Über 1000 Beiträge am ersten Tag
Die beiden haben sich dann ein Jahr lang immer wieder per Zoom getroffen und an ihrer Idee gewerkelt, bis dann das Archiv "The Sirens Collective" am 8. März 2023, dem internationalen Frauentag, online gegangen ist. "Sirens" heißt übersetzt "Sirene" und spielt auf den Alarmton an, den Kim in ihrem Podcast angesprochen hat. Das war der erste Schritt, um die Geschichten, Erfahrungen und Erinnerungen zu sammeln: „Wir haben uns überlegt, was wir machen können, um laut zu werden. Mit diesem Archiv wollen wir dann in ganz viele verschiedenen Richtungen denken“, sagt Lise.

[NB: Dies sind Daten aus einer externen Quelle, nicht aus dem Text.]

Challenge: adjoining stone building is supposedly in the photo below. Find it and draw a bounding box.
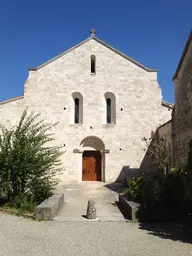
[172,31,192,167]
[0,30,172,182]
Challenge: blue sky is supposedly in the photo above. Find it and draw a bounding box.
[0,0,192,103]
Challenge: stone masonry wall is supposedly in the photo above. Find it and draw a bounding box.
[0,39,171,182]
[173,37,192,166]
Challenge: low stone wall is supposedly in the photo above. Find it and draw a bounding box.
[35,193,64,220]
[119,194,140,221]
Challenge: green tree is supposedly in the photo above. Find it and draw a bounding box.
[0,109,63,208]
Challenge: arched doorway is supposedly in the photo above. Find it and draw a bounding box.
[80,136,105,181]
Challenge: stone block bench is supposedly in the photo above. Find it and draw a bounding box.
[35,193,64,220]
[119,194,140,221]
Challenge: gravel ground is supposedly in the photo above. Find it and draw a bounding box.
[0,214,192,256]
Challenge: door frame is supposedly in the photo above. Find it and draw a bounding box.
[81,150,104,182]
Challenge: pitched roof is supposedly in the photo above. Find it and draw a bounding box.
[173,30,192,80]
[29,36,157,72]
[161,100,174,109]
[0,95,24,105]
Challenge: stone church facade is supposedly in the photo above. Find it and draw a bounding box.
[0,31,173,182]
[172,31,192,167]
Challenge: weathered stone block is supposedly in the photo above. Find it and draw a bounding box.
[35,193,64,220]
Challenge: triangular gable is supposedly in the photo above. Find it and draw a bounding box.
[29,36,157,72]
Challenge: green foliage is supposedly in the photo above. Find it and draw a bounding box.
[125,173,164,203]
[142,132,171,175]
[0,109,63,209]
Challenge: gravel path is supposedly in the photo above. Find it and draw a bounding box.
[0,214,192,256]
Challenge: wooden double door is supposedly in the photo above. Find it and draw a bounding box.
[82,151,101,181]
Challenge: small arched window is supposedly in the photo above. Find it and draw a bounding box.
[104,92,116,124]
[106,98,111,124]
[91,55,96,74]
[75,98,80,124]
[72,92,83,124]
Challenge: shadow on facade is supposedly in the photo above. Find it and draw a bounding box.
[139,221,192,243]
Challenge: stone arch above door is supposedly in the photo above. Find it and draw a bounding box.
[80,136,105,152]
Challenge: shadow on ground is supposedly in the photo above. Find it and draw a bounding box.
[104,182,130,220]
[139,222,192,243]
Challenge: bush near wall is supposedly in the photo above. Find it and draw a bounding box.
[0,109,63,211]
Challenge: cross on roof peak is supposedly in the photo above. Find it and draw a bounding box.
[90,28,96,36]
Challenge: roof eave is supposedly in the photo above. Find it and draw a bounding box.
[28,36,158,72]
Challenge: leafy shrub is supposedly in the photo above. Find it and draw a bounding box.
[125,173,164,203]
[0,109,63,208]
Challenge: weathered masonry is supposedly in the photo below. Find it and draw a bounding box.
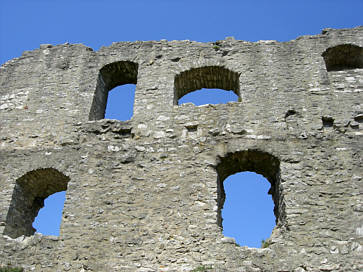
[0,27,363,272]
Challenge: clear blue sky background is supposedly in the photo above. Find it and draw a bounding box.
[0,0,363,247]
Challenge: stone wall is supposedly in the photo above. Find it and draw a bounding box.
[0,27,363,272]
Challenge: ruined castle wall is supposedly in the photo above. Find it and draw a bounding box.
[0,27,363,271]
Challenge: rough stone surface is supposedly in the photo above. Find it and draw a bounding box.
[0,27,363,272]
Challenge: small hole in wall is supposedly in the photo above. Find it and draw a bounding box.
[105,84,136,121]
[321,116,334,127]
[33,191,66,236]
[222,172,276,248]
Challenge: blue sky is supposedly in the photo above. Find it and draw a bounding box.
[0,0,363,247]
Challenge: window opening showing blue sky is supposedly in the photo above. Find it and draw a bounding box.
[105,84,136,121]
[33,191,66,236]
[222,172,275,248]
[0,0,363,246]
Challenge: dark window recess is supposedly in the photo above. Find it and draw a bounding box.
[322,44,363,72]
[89,61,138,120]
[174,66,240,105]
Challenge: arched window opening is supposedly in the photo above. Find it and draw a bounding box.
[174,66,240,105]
[33,191,66,236]
[105,84,136,121]
[216,150,284,247]
[89,61,138,120]
[179,89,238,106]
[322,44,363,72]
[222,172,276,247]
[4,168,69,238]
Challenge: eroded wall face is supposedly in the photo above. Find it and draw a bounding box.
[0,28,363,272]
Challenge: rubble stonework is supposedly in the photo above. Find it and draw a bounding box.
[0,27,363,272]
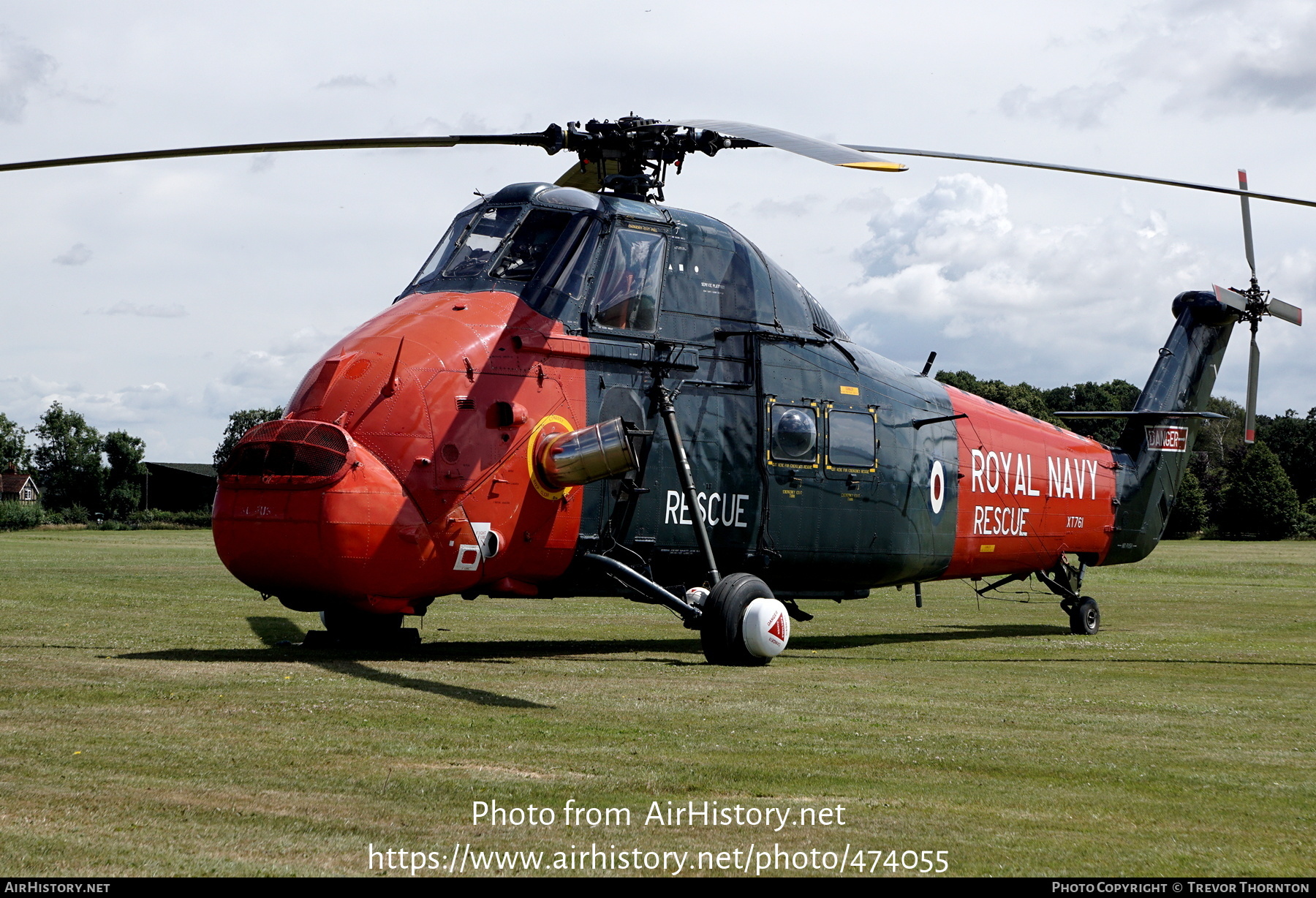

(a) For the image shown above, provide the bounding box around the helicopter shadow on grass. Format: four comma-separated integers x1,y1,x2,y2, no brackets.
110,617,553,709
118,617,1069,679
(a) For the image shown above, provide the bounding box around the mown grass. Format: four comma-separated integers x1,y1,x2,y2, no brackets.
0,531,1316,875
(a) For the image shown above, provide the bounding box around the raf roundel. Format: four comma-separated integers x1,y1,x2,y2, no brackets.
928,461,946,515
742,597,791,658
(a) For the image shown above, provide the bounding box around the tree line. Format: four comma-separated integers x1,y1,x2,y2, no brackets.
937,371,1316,540
0,401,146,523
0,401,283,529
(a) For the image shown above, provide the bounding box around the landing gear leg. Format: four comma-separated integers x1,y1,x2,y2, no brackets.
303,604,420,648
1037,557,1102,636
1061,595,1102,636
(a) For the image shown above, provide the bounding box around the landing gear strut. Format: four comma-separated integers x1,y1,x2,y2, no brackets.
699,574,791,668
303,604,420,648
1037,557,1102,636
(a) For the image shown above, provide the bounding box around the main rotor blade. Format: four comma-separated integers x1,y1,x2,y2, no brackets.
1266,299,1303,327
841,143,1316,208
0,129,561,171
666,118,908,171
1242,330,1260,444
1239,168,1257,281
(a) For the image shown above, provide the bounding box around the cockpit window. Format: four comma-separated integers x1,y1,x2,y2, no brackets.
767,260,813,332
594,227,663,331
444,205,521,278
489,209,571,281
411,212,475,287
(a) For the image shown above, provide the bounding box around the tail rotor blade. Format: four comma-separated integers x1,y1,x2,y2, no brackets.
1211,283,1247,312
1242,331,1260,445
1266,299,1303,327
1239,168,1257,281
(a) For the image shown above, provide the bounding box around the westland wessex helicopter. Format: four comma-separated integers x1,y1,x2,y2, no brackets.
0,116,1316,665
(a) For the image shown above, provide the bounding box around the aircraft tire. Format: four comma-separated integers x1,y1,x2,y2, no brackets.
699,573,775,668
1070,595,1102,636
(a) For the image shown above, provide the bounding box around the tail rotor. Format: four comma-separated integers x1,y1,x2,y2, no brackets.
1214,168,1303,445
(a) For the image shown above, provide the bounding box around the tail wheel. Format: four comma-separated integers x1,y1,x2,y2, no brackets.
699,574,791,668
1070,595,1102,636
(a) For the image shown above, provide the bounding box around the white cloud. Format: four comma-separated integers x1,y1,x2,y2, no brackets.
203,328,342,419
50,244,91,265
836,174,1209,376
1122,3,1316,116
84,301,187,319
0,30,56,122
316,75,396,88
0,375,180,429
997,83,1124,130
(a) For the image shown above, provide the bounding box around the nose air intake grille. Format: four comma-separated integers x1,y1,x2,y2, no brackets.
221,420,347,486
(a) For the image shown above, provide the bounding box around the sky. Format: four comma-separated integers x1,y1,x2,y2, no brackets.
0,0,1316,462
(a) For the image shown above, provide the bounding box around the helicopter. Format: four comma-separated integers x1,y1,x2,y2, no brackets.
7,115,1316,666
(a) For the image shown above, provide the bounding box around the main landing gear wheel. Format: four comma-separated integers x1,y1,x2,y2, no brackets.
699,574,791,668
1061,595,1102,636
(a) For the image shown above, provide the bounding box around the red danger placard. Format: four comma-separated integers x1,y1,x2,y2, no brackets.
1148,426,1188,452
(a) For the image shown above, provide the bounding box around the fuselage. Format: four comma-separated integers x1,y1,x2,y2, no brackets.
214,184,1222,614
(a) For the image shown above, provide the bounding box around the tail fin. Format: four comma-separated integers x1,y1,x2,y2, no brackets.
1105,291,1239,565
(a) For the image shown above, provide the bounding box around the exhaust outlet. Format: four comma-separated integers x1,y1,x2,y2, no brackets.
534,418,640,490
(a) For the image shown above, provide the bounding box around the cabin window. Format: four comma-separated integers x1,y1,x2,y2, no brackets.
490,209,571,281
767,260,813,331
771,404,819,464
594,228,663,331
444,205,521,278
826,411,878,467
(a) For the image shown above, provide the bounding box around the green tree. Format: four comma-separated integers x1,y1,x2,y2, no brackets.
31,403,105,510
1219,441,1301,540
214,406,283,470
1165,467,1211,540
0,412,31,474
102,431,146,520
1043,380,1142,446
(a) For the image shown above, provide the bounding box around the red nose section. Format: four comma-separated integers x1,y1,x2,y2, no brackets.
214,420,477,614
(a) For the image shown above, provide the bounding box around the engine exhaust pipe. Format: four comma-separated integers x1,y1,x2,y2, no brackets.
534,418,640,490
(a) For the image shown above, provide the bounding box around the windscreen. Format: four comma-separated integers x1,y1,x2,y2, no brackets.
490,209,571,281
411,212,475,287
444,205,521,278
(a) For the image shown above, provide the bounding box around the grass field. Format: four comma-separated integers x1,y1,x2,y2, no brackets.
0,531,1316,875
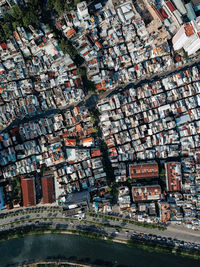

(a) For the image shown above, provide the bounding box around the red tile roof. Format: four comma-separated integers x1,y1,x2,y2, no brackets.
132,185,161,202
165,162,182,191
42,175,54,204
21,176,36,207
129,163,158,179
166,1,176,12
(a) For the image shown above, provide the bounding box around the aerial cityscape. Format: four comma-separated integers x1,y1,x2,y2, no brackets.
0,0,200,267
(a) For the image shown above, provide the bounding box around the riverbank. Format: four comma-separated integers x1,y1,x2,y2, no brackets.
0,231,200,267
0,227,200,260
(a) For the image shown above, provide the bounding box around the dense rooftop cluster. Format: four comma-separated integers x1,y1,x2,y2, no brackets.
57,1,186,91
0,25,84,130
0,0,200,232
98,67,200,230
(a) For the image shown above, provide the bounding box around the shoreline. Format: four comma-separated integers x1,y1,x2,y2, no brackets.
0,228,200,261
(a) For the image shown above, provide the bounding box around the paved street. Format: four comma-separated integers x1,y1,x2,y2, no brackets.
0,209,200,247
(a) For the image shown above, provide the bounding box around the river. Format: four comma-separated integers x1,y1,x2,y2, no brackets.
0,234,200,267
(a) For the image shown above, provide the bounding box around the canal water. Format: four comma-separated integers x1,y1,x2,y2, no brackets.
0,234,200,267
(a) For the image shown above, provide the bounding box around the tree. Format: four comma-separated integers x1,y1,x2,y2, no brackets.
2,23,12,38
22,11,40,28
10,5,23,20
54,0,65,15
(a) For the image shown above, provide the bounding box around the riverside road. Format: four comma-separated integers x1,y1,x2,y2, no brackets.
0,208,200,244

Am selben Abend waren es schon über 1000 Beiträge, wie die beiden erzählen. Ein kurzes Video, welches sie auf Instagram gepostet haben, hatte innerhalb von einer Woche über 300.000 Views. „Die Webseite wird immer noch wahnsinnig viel gesucht“, erzählt Lise. Die Zahl sei vor allem am Anfang irre gestiegen. Auch jetzt kommen jeden Tag neue Nachrichten dazu. „Uns ist es wichtig, dass es kein One-Click-Wonder ist, sondern sich wirklich etabliert“, so Lise. Auf der Webseite des Kollektivs findet man auch eine Liste mit Beratungsstellen und Telefonnummern, wo sich Betroffene Hilfe holen können.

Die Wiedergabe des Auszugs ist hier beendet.